For the past forty-eight hours, while his physical body healed, Anthony had been obsessively using his enhanced cognitive attributes to run hundreds of simulated combat scenarios, reviewing his performance and breaking down Perkins's elite High Table tactics.

He was absolutely certain that if he had to face Perkins in that exact same hallway today, his probability of securing a clean kill without sustaining critical injury would increase by at least twenty percent.

What Anthony hadn't expected was that this intense, meditative combat review would actually trigger his cheat system.

By aggressively analyzing and processing the life-or-death experience, his [Compensatory Perception] attribute had organically increased by 5 points.

His [Rapid Computing] had also increased by 3 points, and several of his minor physical attributes (reflexes, spatial awareness) had ticked up by 1 or 2 points.

It had been exactly three days since the coffee shop meeting.

Since pocketing Viggo's bloodstained envelope, Anthony had only briefly glanced at the names written inside.

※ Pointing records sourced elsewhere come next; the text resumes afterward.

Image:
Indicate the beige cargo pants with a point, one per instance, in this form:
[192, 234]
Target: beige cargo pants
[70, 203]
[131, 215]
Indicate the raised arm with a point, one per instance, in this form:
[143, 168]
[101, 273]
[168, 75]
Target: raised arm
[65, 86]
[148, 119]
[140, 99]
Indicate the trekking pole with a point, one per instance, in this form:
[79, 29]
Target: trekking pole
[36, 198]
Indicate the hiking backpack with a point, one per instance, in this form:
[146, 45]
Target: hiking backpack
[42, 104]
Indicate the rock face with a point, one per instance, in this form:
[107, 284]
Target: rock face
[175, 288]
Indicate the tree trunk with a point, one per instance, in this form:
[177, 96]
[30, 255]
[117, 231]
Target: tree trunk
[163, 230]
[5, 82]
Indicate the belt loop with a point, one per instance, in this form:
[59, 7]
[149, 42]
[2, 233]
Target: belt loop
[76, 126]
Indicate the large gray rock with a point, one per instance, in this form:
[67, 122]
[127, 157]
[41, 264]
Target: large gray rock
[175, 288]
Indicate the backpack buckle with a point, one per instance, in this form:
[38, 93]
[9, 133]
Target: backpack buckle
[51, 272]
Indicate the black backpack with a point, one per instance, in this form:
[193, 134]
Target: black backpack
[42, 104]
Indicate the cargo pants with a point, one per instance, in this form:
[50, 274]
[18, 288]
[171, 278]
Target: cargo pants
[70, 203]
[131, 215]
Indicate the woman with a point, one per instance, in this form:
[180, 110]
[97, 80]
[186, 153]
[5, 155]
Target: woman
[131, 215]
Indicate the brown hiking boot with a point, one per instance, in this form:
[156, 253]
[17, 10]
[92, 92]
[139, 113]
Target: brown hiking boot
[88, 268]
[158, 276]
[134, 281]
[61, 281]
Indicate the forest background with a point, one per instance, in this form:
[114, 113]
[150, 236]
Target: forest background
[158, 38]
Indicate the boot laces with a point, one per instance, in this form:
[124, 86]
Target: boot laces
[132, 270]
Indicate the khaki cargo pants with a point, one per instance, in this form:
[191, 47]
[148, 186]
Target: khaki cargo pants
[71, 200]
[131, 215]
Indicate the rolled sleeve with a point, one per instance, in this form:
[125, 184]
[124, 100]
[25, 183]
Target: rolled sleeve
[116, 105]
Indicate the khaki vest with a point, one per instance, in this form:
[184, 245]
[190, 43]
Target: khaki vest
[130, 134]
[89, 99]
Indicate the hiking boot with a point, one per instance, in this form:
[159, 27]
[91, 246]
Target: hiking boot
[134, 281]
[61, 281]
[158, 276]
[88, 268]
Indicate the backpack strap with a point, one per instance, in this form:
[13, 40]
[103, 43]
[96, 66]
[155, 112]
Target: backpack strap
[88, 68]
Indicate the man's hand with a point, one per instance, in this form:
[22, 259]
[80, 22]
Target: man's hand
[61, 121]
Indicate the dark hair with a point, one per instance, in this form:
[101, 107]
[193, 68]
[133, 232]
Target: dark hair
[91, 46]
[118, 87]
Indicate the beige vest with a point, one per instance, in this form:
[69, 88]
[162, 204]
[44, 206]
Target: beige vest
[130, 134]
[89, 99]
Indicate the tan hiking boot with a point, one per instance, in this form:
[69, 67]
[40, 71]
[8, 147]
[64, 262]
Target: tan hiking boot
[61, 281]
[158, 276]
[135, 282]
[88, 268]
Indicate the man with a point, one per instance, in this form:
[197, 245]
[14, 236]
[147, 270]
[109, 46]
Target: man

He had made absolutely zero effort to contact any of the surviving Tarasov syndicate captains mentioned on the list.

He fundamentally did not believe Viggo's dying promise that the list was a key to the kingdom, nor did he entirely agree with Marcus's apocalyptic warning that it was a guaranteed death sentence.

Anthony understood one absolute truth: the Tarasov family was inextricably, legally bound to the High Table.

He knew that when a sanctioned faction leader like Viggo Tarasov died violently, the High Table did not simply allow an illegitimate son to walk in and claim the throne based on a bloodstained piece of paper. The High Table was a bureaucracy. They would initiate a standardized, ruthless power-transition protocol to audit the territory and appoint a new leader.

The High Table didn't care about bloodlines or rightful heirs. They only cared about three things: Could the new leader continue to generate massive profits? Could they reliably pay their tribute (protection money)? And would they absolute obey the High Table's directives?

That was exactly why Anthony hadn't made a move to seize the Tarasov assets.

If he walked into a room of hardened Bratva captains and demanded their loyalty, the High Table would view it as an unauthorized coup and execute him immediately. Viggo's dying words meant nothing to the Adjudicators.

Anthony wasn't abandoning his ambition. He was simply biding his time.

He was waiting for the High Table to make the first move.